Should we judge a man by how he acted as an 18-year-old? Is that predictive of how he’ll be in the pros? Perhaps…if the same characteristics persist in his game.
“At the end of the day, your teammates will like you if you win,” one scout said. “Period.”
Sean M. Haffey/Getty Images
On the field, Rosen can get lost in trying to be a hero. He tries to make throws that are late, which results in interceptions or passes batted down at the line of scrimmage—both of which are concerning. He’s also not the athlete Mayfield, Allen or Darnold are in terms of pocket mobility.
One scout said we might be missing the forest for the trees.
Injuries have been an issue for Rosen. As a freshman, he stayed off the injury report, but as a sophomore, he played in just six games before a shoulder injury that required minor surgery shut him down. Coming back as a junior in 2017, Rosen missed two games after suffering two concussions. Those issues, more than any perceived character problems, might precipitate a draft-night drop.
A slight-framed, injury-prone quarterback who can’t move in the pocket? That scares teams.
But scouting is looking at the trees and understanding the forest.

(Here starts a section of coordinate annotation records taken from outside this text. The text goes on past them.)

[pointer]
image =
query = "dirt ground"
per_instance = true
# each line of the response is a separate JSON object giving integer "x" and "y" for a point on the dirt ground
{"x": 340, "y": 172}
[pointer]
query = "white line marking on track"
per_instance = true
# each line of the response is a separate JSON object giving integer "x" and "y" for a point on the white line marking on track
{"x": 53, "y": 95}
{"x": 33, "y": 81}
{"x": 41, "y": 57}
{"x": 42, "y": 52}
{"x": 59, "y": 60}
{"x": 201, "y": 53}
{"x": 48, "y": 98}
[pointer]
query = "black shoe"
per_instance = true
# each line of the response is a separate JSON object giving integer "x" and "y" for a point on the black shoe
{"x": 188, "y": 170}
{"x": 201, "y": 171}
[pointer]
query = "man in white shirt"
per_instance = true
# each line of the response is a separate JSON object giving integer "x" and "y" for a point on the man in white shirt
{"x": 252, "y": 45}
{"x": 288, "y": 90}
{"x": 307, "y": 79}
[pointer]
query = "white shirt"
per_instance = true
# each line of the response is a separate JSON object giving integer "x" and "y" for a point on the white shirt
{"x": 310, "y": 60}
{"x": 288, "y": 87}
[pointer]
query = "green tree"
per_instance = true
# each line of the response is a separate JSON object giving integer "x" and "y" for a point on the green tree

Rosen has his warts—as does every quarterback in this class—but he also has mechanics that make evaluators drool and the best accuracy of any passer in the group. And he might have an Aaron Rodgers-like chip on his shoulder that allows him to somehow get better the more teams hit him.
There is enough on his tape for scouts to consider him the best quarterback in the class.
And to worry he’ll get them all fired.